Ahí estaba yo, frente a un completo desconocido, obligado a coexistir sin saber si había entre nosotros algo en común, más allá de nuestra edad. Para colmo de visitante. Entre mi postura decididamente antisocial, y el recelo con que me miraba el anfitrión, ya desde el principio tuve la sospecha de que nada bueno saldría de aquello. Sin embargo, un vistazo fugaz me permitió entrever la presencia de unos autitos de colección reposando en el sillón: un horizonte potencial de afinidades se abrían de repente, porque no eran autitos de colección comunes y silvestres. No, eran réplicas de los autos que aparecían en los Dukes de Hazzard. Y entiéndase esto, a mis cinco años, los Dukes de Hazzard no eran más importante que Dios o mis padres.

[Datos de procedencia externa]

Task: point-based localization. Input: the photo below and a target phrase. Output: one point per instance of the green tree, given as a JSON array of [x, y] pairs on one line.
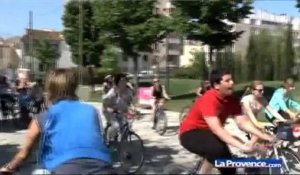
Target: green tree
[[198, 68], [264, 49], [288, 52], [131, 25], [110, 59], [206, 21], [91, 45], [251, 57], [46, 53]]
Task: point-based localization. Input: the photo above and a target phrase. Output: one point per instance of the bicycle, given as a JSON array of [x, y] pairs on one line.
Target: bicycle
[[126, 146], [160, 118], [284, 132]]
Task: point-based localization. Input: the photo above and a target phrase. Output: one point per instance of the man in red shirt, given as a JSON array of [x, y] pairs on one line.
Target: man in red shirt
[[202, 131]]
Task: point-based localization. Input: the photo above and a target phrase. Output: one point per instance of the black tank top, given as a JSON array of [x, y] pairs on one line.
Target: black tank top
[[157, 93]]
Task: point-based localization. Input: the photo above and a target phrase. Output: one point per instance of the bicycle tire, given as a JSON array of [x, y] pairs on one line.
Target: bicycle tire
[[162, 122], [183, 113], [291, 165], [108, 134], [128, 152]]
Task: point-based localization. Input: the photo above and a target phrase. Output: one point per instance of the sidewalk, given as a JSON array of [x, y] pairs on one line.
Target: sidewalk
[[164, 154]]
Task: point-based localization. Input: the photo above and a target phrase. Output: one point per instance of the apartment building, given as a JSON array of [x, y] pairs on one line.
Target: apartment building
[[168, 50]]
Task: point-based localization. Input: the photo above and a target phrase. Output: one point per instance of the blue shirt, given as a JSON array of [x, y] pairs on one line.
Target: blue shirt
[[71, 130], [282, 101]]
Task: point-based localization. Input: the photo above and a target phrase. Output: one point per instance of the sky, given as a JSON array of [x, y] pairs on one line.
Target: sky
[[14, 14]]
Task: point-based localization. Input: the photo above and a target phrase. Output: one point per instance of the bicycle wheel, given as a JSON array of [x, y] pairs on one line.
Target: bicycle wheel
[[162, 122], [131, 153], [110, 135], [183, 113], [290, 162]]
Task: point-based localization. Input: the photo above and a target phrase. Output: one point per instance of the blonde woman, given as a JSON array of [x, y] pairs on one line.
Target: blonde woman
[[71, 139], [254, 103]]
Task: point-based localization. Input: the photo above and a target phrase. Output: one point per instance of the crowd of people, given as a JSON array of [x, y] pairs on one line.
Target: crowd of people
[[201, 132]]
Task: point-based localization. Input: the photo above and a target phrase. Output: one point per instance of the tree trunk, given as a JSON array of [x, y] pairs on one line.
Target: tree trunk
[[92, 77], [210, 62], [136, 78]]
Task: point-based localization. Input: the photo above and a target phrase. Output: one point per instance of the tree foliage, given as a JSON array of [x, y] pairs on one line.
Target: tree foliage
[[130, 25], [92, 47], [208, 21]]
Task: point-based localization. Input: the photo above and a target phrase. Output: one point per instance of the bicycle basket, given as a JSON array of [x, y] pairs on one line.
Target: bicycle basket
[[285, 133]]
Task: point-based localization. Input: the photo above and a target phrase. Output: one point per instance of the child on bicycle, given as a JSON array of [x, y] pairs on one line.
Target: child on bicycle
[[254, 103], [117, 100], [69, 132]]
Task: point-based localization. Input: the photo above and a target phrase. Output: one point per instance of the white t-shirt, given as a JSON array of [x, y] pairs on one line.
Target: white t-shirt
[[118, 101], [255, 107]]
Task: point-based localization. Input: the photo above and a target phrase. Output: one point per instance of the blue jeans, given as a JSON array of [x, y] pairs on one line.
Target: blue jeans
[[84, 166]]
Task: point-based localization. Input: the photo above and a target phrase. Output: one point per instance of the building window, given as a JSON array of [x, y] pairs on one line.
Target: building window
[[156, 10], [156, 46], [145, 58], [41, 67]]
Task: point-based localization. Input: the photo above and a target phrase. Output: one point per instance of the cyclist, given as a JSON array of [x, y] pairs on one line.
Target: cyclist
[[107, 84], [204, 86], [118, 99], [202, 131], [71, 139], [282, 101], [4, 94], [254, 103], [37, 95], [158, 93]]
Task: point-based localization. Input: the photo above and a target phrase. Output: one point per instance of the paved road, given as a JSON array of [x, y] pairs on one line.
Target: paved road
[[164, 154]]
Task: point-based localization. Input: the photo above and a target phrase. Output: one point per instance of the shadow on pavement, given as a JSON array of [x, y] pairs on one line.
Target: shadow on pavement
[[13, 125], [156, 157], [7, 152]]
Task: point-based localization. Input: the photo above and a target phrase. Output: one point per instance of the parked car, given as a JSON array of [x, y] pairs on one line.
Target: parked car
[[146, 73]]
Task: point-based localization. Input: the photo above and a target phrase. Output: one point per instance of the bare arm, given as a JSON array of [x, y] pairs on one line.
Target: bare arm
[[245, 124], [31, 137], [275, 113], [248, 111]]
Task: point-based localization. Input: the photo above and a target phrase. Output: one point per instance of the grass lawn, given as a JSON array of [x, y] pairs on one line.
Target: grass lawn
[[176, 104]]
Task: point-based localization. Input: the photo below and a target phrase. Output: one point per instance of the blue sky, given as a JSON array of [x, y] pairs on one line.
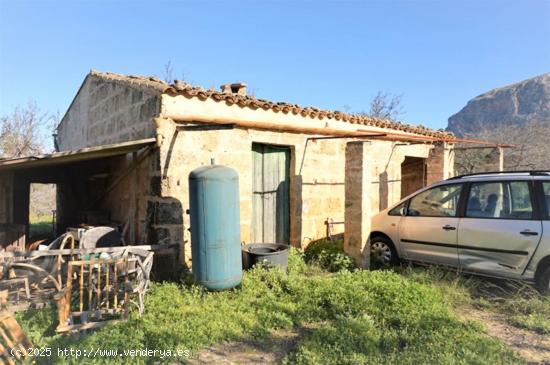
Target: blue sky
[[327, 54]]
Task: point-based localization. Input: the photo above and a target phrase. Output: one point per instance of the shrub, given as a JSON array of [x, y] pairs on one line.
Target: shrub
[[357, 317], [329, 255]]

Los Dukes de Hazzard ERAN Dios, y mis padres posiblemente vinieran mucho más atrás en el ranking, entre el Auto Fantástico y Mac Gyver. El anfitrión y yo cruzamos una mirada que lo decía todo: algo nos hermanaba en medio de la hostil indiferencia de nuestros mayores. Tímidamente intercambiamos las presentaciones mínimas necesarias, y nos dispusimos a recrearnos. Pero el anfitrión enseguida mostró la hilacha: no permitía que ninguno de sus autitos estuvieran en mis manos un lapso de tiempo mayor que diez segundos. Al principio respeté su fragmentaria manera de compartir juguetes; al rato la situación se volvió insostenible: cuando el pibe se atrincheró en un extremo del sillón, amontonando apresuradamente todos sus autitos, supe que alguna clase de final era inminente en nuestra relación. Sólo en ese momento exterioricé un reproche. Y fui humilde: “¿No me prestás aunque sea uno?”. Su respuesta fue un “no” tan desagradable como el que podría salir de labios de un
futuro votante de Macri. En ese instante, mis padres anunciaron la partida. Se produjo la distracción necesaria, y con una habilidad que me sorprendió incluso a mí mismo, arrebaté uno de los autitos y lo metí en un bolsillo. Nadie lo notó. Habría sido un debut innegablemente exitoso, sino hubiera cometido luego un error de principiante: ni bien hube llegado a mi casa,
me puse a jugar con el autito a la vista de todos. Las investigaciones del caso no se hicieron esperar, y las recriminaciones de rigor llegaron con todos los lugares comunes imaginables. Hubo tentativas del castigo clásico que consiste en devolver lo robado a la víctima con disculpas y toda la humillación consecuente, pero creo que mis argumentos fueron lo suficientemente atenuantes como para que el daño se subsanara sin ninguna humillación de quien escribe.
Y ustedes, mis estimados, ¿alguna vez han delinquido motivados por el fuego que inflara el pecho literario de Robin Hood?